«Vogliamo che veramente ora si volti pagina e si garantisca il rilancio dell’azienda e soprattutto, si salvi la continuità produttiva e l’occupazione che sono primarie» ha detto Spera
Il segretario nazionale dell’Ugl Metalmeccanici, Antonio Spera al termine dell’articolata riunione riguardante il futuro dell’ex Ilva, con il sottosegretario alla presidenza del Consiglio, Alfredo Mantovano, è intervenuto sulla questione. Ha spiegato Spera «È stata affrontata la situazione generale dell’ex Ilva» e ha sottolineato come «responsabilmente possiamo affermare che basta dover apprendere di anomalie insensate da una multinazionale, vogliamo che veramente ora si volti pagina e si garantisca il rilancio dell’azienda e soprattutto, si salvi la continuità produttiva e l’occupazione che sono primarie.»

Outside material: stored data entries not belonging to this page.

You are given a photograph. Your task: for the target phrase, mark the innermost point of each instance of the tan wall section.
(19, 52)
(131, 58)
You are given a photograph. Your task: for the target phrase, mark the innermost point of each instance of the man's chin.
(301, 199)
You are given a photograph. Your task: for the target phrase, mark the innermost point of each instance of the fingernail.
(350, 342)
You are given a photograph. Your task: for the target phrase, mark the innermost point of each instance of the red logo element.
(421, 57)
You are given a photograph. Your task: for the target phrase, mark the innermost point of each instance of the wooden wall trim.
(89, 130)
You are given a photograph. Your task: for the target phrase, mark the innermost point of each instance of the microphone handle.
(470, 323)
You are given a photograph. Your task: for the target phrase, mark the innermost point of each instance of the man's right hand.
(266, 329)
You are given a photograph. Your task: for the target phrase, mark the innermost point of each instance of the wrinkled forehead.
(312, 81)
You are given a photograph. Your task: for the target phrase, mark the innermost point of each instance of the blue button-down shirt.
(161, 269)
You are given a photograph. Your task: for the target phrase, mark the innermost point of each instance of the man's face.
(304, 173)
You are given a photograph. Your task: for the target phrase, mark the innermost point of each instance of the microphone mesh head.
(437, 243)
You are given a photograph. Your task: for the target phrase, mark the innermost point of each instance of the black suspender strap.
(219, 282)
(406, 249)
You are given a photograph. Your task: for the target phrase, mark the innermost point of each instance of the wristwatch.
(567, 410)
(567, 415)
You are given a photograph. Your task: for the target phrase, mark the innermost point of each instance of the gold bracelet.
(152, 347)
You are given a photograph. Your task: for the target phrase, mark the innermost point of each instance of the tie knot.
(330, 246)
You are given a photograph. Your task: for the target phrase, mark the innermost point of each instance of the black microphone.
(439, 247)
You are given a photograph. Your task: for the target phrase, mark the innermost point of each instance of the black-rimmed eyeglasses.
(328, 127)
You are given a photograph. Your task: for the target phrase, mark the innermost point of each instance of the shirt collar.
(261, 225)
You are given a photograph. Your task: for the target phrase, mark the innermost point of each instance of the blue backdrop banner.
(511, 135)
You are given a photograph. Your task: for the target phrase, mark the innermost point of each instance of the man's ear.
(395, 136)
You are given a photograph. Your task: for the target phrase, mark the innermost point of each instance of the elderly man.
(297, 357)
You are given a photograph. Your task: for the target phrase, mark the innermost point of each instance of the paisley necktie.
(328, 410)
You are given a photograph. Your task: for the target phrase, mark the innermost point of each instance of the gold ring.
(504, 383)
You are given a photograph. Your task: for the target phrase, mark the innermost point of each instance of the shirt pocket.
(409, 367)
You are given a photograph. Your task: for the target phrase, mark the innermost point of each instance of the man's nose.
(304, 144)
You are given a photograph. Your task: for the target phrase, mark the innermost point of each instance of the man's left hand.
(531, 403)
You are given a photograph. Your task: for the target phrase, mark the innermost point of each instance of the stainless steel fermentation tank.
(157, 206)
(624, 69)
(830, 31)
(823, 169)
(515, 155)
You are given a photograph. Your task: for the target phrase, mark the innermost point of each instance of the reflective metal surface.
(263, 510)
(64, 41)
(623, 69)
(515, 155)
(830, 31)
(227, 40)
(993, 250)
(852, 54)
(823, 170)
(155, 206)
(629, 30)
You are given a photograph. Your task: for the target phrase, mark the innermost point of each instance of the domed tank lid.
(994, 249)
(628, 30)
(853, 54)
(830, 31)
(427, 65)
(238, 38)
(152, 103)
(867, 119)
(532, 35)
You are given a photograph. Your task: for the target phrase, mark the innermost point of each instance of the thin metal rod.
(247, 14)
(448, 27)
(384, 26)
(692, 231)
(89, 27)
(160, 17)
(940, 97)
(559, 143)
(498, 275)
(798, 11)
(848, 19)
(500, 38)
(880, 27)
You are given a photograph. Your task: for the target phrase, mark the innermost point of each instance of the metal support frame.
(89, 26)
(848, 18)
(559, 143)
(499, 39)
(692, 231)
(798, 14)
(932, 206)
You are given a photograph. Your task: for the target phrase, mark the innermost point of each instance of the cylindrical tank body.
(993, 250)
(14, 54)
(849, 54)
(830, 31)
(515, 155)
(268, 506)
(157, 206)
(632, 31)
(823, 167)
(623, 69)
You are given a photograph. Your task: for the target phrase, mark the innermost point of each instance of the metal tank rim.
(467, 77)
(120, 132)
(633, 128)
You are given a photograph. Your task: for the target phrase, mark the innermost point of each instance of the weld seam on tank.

Per quel che riguarda il Governo, la riunione è stata presieduta dai ministri dell’Economia e delle Finanze, Giancarlo Giorgetti, delle Imprese e del made in Italy, Adolfo Urso, del Lavoro e delle Politiche sociali, Marina Elvira Calderone.
Ha fatto presente Spera «Come UglM a questo punto siamo favorevoli affinché essendoci interessi di più imprese multinazionali a investire sulla siderurgia in Italia, scendano in campo» e «noi saremmo a sostegno per supportare eventuali nuovi accordi che riguardano il sito industriale di Taranto, come ben avvenuto per il sito di Piombino».
Spera ha detto «Il governo tanto finora ha fatto purtroppo, è ufficiale che Invitalia, il socio pubblico dell’azienda, ha inoltrato al ministero delle Imprese e del made in Italy la sua richiesta nell’attivare la procedura di amministrazione straordinaria che prevale su quella del concordato preventivo avviata da Acciaierie d’Italia».
Ha concluso «A breve il Ministero procederà alla nomina dei commissari e – ha concluso Spera – chiediamo che quelli che prenderanno in carico l’azienda per garantire continuità e dare rilancio, siano individuati in merito alla funzionalità degli impianti e siano nell’ambito professionale del settore e intenditori realmente di siderurgico.»